In the event of a Change in Control, each Executive Officer shall receive a pro rata payment of the greater of his or her Target Incentive Award or Final Award for the Plan Year during which such Change in Control occurs. In such circumstances, the Committee shall determine the Final Award based upon performance during the Plan Year until the date of the Change in Control and shall determine the Executive Officer’s base salary as of a date on or before the Change in Control. Such proration shall be determined as a function of the number of days within the Plan Year prior to the effective date of the Change in Control, in relation to three hundred sixty-five (365). Such amount shall be paid in cash to each Executive Officer as soon as the final calculation is completed, but in any event within forty-five (45) days after the effective date of the Change in Control.

Notwithstanding anything in the foregoing to the contrary, if any of the payments provided for in this Plan, together with any other payments which Executive Officer has the right to receive from the Company, would constitute an “excess parachute payment” (as defined in Code Section 280G(b)(3)), the payments pursuant to this Plan and/or other plans or agreements shall be reduced to the largest amount and/or paid at such time as will result in no portion of such payments being subject to the excise tax imposed by Code Section 4999.

SECTION 11. AMENDMENTS

The Committee, or the Board, may at any time and without notice, modify or amend, in whole or in part, any or all of the provisions of the Plan, or suspend or terminate it entirely; provided, however, that no such modification, amendment, suspension, or termination may, without the consent of an Executive Officer (or his or her beneficiary in the case of the death of the Executive Officer), reduce the right of an Executive Officer to a payment or distribution hereunder to which he or she is entitled at the time such actions are taken. Provided, further, that certain material amendments to the Plan shall be subject to shareholder approval pursuant to Code Section 162(m).

 

SECTION 12. MISCELLANEOUS

12.1 GOVERNING LAW. The Plan, and all agreements hereunder, shall be governed by and construed in accordance with the laws of the state of Arkansas, and shall be construed in a manner consistent with Code Section 162(m) of the Code.

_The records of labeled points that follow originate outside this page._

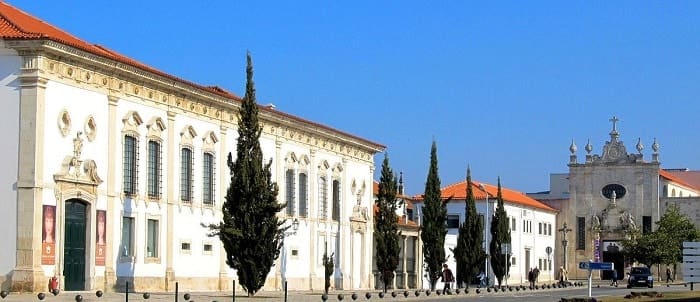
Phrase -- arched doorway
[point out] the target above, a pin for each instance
(74, 245)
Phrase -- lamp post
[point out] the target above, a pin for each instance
(295, 227)
(564, 243)
(486, 234)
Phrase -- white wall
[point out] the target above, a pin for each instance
(9, 158)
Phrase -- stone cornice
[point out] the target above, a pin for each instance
(75, 67)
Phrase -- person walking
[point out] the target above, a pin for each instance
(447, 277)
(482, 279)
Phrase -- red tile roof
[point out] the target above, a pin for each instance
(15, 24)
(669, 176)
(458, 192)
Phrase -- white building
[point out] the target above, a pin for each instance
(532, 225)
(117, 165)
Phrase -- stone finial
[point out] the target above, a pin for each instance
(589, 147)
(640, 147)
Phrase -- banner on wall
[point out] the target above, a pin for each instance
(48, 235)
(100, 237)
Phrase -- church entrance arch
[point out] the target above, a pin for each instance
(612, 252)
(74, 248)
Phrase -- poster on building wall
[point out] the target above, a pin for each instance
(100, 240)
(48, 235)
(596, 250)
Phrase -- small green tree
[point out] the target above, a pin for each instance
(328, 270)
(434, 222)
(386, 231)
(250, 231)
(468, 253)
(500, 234)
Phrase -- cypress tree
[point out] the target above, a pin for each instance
(500, 234)
(250, 231)
(386, 230)
(469, 253)
(433, 227)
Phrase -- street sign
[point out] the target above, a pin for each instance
(605, 266)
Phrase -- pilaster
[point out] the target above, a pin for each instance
(28, 274)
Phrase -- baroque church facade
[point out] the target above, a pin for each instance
(118, 166)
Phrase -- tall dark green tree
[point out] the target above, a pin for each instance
(434, 223)
(500, 234)
(386, 229)
(250, 231)
(469, 253)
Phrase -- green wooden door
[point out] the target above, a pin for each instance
(74, 246)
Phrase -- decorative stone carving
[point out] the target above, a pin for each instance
(64, 123)
(90, 128)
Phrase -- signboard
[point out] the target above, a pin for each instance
(691, 262)
(605, 266)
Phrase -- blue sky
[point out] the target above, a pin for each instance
(501, 86)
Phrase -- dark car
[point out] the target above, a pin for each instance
(640, 276)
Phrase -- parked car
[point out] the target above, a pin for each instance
(640, 276)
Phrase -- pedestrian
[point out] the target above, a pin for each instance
(482, 279)
(447, 277)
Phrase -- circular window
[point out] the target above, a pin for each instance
(619, 190)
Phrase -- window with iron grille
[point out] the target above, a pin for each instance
(130, 165)
(289, 191)
(302, 194)
(154, 170)
(322, 198)
(208, 179)
(336, 200)
(186, 175)
(580, 233)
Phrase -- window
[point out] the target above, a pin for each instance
(302, 195)
(186, 175)
(580, 233)
(152, 238)
(208, 179)
(207, 249)
(127, 245)
(289, 191)
(130, 164)
(646, 224)
(322, 196)
(452, 221)
(154, 170)
(336, 200)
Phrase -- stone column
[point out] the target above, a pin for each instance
(28, 274)
(110, 277)
(171, 198)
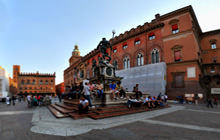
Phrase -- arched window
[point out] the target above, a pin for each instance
(155, 56)
(126, 63)
(33, 82)
(115, 63)
(140, 60)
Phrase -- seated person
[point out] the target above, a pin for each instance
(78, 92)
(154, 100)
(160, 102)
(91, 87)
(147, 102)
(138, 93)
(99, 88)
(83, 105)
(133, 102)
(113, 89)
(121, 90)
(151, 102)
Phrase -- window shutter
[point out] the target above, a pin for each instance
(177, 55)
(174, 27)
(151, 34)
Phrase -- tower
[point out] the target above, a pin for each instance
(76, 51)
(75, 55)
(16, 71)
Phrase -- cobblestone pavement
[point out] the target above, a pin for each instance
(180, 122)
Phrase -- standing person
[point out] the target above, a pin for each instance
(8, 100)
(91, 87)
(29, 100)
(13, 99)
(137, 92)
(215, 101)
(113, 90)
(99, 88)
(83, 105)
(196, 98)
(121, 90)
(165, 98)
(209, 102)
(86, 90)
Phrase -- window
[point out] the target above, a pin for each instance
(81, 74)
(155, 57)
(212, 69)
(178, 80)
(214, 59)
(125, 45)
(191, 72)
(213, 45)
(126, 63)
(177, 56)
(175, 29)
(140, 60)
(114, 50)
(115, 63)
(137, 41)
(33, 82)
(151, 36)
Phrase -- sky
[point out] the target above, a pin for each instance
(39, 35)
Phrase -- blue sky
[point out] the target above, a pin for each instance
(40, 35)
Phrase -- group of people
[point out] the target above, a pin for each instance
(97, 90)
(10, 99)
(38, 100)
(150, 102)
(117, 90)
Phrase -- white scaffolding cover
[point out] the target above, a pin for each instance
(151, 78)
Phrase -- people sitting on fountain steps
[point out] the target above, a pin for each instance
(133, 102)
(86, 91)
(113, 89)
(99, 88)
(138, 93)
(147, 102)
(92, 88)
(121, 90)
(83, 105)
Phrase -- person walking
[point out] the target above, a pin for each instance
(86, 90)
(215, 101)
(209, 102)
(196, 98)
(13, 99)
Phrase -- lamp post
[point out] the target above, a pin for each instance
(113, 33)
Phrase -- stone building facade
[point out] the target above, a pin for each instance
(174, 38)
(34, 83)
(4, 83)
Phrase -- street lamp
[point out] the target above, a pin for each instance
(113, 33)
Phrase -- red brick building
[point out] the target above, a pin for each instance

12.2 WITHHOLDING TAXES. The Company shall have the right to deduct from all payments under the Plan any foreign, federal, state, or local income or other taxes required by law to be withheld with respect to such payments. Before payment of any Final Award may be deferred under Section 6, the Company may require that the Executive Officer pay or agree to withholding for any foreign, federal, state or local income or other taxes which may be imposed on any amount deferred.

12.3 SEVERABILITY. In the event any provision of the Plan shall be held illegal or invalid for any reason, the illegality or invalidity shall not affect the remaining parts of the Plan, and the Plan shall be construed and enforced as if the illegal or invalid provision had not been included.

12.4 SUCCESSORS. All obligations of the Company under the Plan shall be binding upon and inure to the benefit of any successor to the Company, whether the existence of such successor is the result of a direct or indirect purchase, merger, consolidation, or otherwise, of all or substantially all of the business and/or assets of the Company.

12.5 SHAREHOLDER APPROVAL. No Final Award shall be paid to any Executive Officer unless and until the material terms of the Plan have been approved by the shareholders of the Company in accordance with Code Section 162(m).

12.6 APPLICABILITY OF PLAN. The provisions of this Plan shall apply only to Executive Officers. In the event of any inconsistencies between this Plan and the provisions of any other bonus or incentive plan that might pertain to Executive Officers, the provisions of this Plan shall control.